Charlottenborg Art Talk: Dorothy Amenuke & Nana Oforiatta-Ayim
Wednesday January 31, 5 -7 pm
Free admission
The talk will be in English
Nana Oforiatta Ayim and Dorothy Amenuke are invited to Copenhagen as part of the symposium Archives that Matter organised by Katrine Dirckinck-Holmfeld, Daniela Agostinho and Nanna Bonde Thylstrup in collaboration with The School of Visual Arts, Uncertain Archives, That Past’s Future, CEMES, University of Copenhagen, The Royal Library and DARIAH-EU. The talk will be moderated by Katrine Dirckinck-Holmfeld, visual artist and post-doctoral fellow at the School of Visual Arts.
Dorothy Amenuke
Dorothy Akpene Amenuke is an artist living and working in Kumasi, Ghana. Amenuke’s art involves the manipulation of a variety of fabrics and fibres through cutting, dying, tying, knotting, pasting, weaving and modeling into objects and spatial installations that evoke feelings of containment and maybe protectedness of even subtle repulsion. Devotion becomes a recurring metaphor in her use of materials, laborious processes and communal strategies in the production of her work. These are not mere repetitive obsessive actions but some sort of cumulative prayer.

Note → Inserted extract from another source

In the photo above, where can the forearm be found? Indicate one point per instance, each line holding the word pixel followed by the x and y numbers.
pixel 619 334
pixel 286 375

Amenuke is a lecturer in the Department of Painting and Sculpture, College of Art and Built Environment, Kwame Nkrumah University of Science and Technology, Kumasi. Amenuke has directed the International Women Artists Workshop (IWAWO 2009) organized by Art In Aktion in collaboration with Goethe-Institut Accra and currently coordinates the itinerant OFKOB Artists’ Residency in Ghana. Amenuke was the recipient of the 2012 Howard Kestenbaum/Vijay Paramsothy International Fellowship in the Haystack Mountain School of crafts, USA, and her work, “How Far How Near”, is in the collection of Stedelijk Museum Amsterdam (SMA).
Nana Oforiatta-Ayim
Nana Oforiatta Ayim is a writer, filmmaker, and art historian based in Accra, Ghana. She is founder and director of ANO Institute of Contemporary Arts, and the Creative Director of the Ghana Institute of Photography. In 2016, she created the Cultural Encyclopaedia project, which will map and archive both historical and contemporary arts and culture across Africa. She has written for publications such as frieze, Manifesta, Kaleidoscope, and African Metropolitan Architecture; and shown her films at institutions like Tate Modern, UK; the New Museum, New York; LACMA, LA; and the Witte de With, Rotterdam. Her first novel will be published in 2019 by Bloomsbury. She was recently a Sacatar Fellow in Brazil, is the recipient of the 2016 AIR Award and received the 2015 Art & Technology Award from the Los Angeles County Museum of Art.